Francis Gannon: Our outlook is cautious but constructive. There is plenty to concerned about: wars in the Ukraine and the Middle East, the dockworkers’ strike, and another highly contentious election season. However, there are also significant positives: inflation continues to moderate, the economy is growing, unemployment is low, and rates have normalized. We’re also beginning to see the benefits of reshoring, the CHIPS Act, and various infrastructure projects. In addition, there’s a positive reversion to the mean argument for small-cap leadership and strong performance. The Russell 2000 finished 3Q24 down -4.7% since the previous small-cap peak on 11/8/21, even as large-caps continued making new highs into the end of September.

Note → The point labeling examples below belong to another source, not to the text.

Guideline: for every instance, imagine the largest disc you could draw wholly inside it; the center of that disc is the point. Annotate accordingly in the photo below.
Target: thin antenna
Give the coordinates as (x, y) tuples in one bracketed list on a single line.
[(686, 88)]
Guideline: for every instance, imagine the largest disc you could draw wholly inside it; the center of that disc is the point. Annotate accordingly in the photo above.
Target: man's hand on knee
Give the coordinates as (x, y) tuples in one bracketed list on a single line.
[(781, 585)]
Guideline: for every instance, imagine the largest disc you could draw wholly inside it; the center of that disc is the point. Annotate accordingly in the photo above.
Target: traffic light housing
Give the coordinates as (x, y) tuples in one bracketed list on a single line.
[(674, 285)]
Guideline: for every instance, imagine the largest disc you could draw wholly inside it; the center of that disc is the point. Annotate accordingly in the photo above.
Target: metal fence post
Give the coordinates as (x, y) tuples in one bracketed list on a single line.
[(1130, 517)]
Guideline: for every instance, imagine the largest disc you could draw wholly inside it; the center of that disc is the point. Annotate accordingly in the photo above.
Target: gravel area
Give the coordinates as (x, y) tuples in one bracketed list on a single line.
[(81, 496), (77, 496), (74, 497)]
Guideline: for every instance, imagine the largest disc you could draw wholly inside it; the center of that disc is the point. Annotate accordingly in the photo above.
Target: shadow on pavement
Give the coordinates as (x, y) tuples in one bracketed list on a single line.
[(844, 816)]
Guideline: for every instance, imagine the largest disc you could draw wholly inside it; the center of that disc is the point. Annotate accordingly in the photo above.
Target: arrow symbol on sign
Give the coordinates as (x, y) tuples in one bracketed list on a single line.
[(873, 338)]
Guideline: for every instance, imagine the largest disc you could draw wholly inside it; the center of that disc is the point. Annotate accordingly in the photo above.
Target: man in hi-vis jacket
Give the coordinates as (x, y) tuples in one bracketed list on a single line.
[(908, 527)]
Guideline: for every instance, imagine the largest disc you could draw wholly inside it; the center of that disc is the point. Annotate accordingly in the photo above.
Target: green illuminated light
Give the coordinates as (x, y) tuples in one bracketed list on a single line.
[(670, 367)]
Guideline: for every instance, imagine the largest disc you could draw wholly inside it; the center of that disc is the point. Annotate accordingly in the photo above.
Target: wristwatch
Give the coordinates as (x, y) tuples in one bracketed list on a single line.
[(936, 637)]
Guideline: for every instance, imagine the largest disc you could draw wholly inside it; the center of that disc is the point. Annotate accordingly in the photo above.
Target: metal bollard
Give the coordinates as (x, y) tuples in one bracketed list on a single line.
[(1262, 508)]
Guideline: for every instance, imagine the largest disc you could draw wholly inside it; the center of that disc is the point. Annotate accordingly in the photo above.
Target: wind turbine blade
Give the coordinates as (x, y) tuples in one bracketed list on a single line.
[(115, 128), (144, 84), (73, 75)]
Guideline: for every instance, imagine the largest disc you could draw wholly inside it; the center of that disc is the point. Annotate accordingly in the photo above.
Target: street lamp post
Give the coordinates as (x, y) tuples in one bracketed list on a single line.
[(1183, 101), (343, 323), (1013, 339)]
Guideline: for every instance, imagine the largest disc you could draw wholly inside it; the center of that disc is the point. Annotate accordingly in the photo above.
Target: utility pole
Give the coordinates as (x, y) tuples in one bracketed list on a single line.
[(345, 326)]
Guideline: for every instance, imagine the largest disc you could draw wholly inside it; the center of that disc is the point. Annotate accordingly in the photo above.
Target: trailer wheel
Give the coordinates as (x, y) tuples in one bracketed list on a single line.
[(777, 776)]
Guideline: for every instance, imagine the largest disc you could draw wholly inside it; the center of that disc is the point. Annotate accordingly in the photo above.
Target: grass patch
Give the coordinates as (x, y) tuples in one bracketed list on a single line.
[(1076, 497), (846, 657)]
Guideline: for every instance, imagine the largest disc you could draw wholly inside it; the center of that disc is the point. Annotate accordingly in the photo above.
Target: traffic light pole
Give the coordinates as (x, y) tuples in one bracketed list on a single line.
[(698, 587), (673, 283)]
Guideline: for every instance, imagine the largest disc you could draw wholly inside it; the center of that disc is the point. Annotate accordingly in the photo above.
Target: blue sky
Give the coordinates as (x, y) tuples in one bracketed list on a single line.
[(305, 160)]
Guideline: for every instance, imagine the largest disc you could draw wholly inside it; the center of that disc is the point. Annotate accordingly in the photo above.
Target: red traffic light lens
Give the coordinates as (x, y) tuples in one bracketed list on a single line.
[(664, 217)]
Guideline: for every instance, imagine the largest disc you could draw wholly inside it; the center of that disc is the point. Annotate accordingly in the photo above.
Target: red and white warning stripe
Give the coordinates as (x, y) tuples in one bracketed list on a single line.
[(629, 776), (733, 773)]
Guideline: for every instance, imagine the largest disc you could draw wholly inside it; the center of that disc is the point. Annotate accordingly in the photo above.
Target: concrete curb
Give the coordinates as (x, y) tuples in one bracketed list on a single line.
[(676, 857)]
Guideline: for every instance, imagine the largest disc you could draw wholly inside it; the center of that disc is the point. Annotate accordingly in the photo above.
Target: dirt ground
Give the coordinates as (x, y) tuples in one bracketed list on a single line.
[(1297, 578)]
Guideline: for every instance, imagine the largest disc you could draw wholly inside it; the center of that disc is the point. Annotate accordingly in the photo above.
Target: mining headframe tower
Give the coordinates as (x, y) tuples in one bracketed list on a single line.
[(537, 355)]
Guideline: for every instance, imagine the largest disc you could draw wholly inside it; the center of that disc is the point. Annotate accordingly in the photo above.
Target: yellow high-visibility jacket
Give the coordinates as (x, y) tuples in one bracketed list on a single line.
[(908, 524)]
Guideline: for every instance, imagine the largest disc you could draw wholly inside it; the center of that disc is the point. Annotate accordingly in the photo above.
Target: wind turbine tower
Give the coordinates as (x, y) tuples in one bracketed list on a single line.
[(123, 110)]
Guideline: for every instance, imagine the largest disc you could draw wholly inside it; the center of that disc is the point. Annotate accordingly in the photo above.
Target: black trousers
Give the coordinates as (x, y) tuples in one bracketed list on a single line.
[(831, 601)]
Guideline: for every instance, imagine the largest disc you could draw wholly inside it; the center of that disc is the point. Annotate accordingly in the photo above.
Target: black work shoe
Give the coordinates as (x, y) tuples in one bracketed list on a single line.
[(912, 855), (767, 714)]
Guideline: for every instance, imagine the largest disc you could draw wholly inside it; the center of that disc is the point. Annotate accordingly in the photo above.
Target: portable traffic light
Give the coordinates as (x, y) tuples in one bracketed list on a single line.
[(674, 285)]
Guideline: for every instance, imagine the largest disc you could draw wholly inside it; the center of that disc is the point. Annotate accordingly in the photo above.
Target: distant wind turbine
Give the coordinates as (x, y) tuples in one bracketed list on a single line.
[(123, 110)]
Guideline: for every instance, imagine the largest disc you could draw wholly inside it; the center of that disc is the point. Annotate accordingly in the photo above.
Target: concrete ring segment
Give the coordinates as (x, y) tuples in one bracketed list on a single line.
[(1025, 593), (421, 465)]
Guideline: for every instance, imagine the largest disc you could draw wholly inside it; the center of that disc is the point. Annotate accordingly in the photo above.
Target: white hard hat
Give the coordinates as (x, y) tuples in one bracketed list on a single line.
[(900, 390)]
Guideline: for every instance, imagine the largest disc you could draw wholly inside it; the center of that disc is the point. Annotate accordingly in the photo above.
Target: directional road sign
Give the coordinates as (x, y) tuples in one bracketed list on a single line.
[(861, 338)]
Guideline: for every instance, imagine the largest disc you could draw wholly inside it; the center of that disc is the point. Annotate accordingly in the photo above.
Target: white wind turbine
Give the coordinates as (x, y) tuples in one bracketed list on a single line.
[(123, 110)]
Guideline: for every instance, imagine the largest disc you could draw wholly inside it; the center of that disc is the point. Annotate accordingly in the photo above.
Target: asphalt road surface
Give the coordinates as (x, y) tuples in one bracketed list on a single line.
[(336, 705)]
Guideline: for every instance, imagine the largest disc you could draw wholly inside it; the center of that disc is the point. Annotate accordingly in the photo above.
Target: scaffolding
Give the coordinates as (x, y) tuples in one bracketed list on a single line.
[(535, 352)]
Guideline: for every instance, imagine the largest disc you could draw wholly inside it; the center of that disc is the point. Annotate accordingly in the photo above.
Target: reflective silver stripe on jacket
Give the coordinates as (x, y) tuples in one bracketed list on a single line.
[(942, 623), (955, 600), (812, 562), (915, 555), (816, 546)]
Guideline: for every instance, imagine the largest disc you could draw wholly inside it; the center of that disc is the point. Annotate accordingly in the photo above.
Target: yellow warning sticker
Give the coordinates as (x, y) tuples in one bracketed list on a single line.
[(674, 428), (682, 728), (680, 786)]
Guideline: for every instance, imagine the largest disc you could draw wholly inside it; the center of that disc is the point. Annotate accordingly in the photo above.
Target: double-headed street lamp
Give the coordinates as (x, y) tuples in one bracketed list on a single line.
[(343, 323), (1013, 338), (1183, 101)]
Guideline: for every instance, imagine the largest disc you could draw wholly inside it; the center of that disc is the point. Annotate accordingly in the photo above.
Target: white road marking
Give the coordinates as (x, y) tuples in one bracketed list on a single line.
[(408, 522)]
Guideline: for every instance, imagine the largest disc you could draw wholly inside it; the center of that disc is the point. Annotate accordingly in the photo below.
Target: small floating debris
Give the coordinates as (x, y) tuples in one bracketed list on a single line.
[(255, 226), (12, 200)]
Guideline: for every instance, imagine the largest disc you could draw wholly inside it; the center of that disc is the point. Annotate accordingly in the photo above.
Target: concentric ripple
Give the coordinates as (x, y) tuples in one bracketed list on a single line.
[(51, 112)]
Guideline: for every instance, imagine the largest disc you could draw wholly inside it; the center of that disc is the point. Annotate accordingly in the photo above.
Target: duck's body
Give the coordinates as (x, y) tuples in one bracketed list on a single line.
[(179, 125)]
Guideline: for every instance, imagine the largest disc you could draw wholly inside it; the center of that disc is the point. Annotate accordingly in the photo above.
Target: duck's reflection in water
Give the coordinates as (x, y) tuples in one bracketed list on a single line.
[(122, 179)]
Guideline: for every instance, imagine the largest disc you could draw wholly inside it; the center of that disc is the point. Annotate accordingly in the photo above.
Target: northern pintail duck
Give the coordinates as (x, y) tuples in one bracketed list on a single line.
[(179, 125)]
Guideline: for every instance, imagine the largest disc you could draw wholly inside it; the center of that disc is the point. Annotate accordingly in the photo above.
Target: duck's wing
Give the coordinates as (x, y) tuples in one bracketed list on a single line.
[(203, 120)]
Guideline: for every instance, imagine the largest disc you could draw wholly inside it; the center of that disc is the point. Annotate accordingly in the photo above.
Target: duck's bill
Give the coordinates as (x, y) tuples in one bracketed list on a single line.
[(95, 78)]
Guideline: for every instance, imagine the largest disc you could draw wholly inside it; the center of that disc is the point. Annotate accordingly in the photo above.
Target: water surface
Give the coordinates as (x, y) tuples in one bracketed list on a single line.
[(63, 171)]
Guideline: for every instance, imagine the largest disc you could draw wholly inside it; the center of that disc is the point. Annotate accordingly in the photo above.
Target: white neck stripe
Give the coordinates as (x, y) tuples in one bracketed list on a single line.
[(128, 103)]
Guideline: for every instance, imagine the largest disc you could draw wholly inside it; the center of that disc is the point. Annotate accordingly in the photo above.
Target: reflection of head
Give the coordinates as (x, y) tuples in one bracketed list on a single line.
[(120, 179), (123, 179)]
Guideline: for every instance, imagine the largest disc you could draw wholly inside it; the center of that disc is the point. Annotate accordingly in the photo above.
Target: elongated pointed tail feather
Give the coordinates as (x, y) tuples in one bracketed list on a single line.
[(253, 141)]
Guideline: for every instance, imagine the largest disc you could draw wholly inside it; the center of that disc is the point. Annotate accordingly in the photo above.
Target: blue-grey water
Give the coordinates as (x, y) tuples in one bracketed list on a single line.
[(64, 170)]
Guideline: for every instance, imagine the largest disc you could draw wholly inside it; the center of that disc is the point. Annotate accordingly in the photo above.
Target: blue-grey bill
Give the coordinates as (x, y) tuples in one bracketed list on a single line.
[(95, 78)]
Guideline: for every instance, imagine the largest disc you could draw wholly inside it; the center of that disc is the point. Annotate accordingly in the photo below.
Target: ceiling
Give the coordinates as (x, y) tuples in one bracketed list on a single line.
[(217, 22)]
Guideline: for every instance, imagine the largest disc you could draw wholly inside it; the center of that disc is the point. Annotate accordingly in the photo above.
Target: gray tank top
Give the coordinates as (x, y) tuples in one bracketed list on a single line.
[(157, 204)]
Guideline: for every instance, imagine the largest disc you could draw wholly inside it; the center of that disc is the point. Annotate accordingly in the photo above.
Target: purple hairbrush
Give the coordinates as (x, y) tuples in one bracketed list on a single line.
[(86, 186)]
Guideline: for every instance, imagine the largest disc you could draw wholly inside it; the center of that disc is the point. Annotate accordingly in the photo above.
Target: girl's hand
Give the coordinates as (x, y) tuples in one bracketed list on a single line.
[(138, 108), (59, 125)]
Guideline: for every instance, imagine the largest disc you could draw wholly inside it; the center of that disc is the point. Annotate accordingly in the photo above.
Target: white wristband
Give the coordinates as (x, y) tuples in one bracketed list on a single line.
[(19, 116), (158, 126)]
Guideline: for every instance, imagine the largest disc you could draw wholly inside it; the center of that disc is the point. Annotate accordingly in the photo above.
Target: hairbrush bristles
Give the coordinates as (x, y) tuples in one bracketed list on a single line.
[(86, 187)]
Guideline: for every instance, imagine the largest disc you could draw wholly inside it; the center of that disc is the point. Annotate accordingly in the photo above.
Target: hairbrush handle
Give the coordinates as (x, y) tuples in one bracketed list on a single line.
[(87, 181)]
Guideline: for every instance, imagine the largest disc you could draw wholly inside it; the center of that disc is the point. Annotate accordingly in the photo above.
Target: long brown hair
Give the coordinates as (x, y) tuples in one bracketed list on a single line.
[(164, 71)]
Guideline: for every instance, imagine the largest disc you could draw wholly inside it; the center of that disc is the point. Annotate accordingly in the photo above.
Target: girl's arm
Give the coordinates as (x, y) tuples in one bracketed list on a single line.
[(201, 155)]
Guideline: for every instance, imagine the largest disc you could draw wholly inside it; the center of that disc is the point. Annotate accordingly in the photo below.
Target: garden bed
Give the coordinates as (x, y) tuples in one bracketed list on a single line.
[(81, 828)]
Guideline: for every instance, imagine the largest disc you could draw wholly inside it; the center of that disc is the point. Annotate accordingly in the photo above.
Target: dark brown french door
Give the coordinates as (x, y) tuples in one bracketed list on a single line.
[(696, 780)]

And the small-cap index’s annualized 3-year return for the period ended 9/30/24 was 1.8%. Historically, small-cap performance has been quite strong following previous periods of low or negative performance. As we show in the chart below, these periods of below average performance were followed by periods of higher-than-average returns.

99% of the Time, Positive 3-Year Returns Have Followed Low Return Markets
Subsequent Average Annualized 3-Year Performance for the Russell 2000 Following 3-Year Annualized Return Ranges of Less Than 3%, 12/31/81-9/30/24

Source: Russell Investments. Past performance is not an indicator or a guarantee of future performance.

Finally, we want to reiterate that an opportunity exists for investors to build their small-cap allocation at attractively low and/or reasonable prices—and we believe the current period is an opportune time to invest in select small-caps for the long run.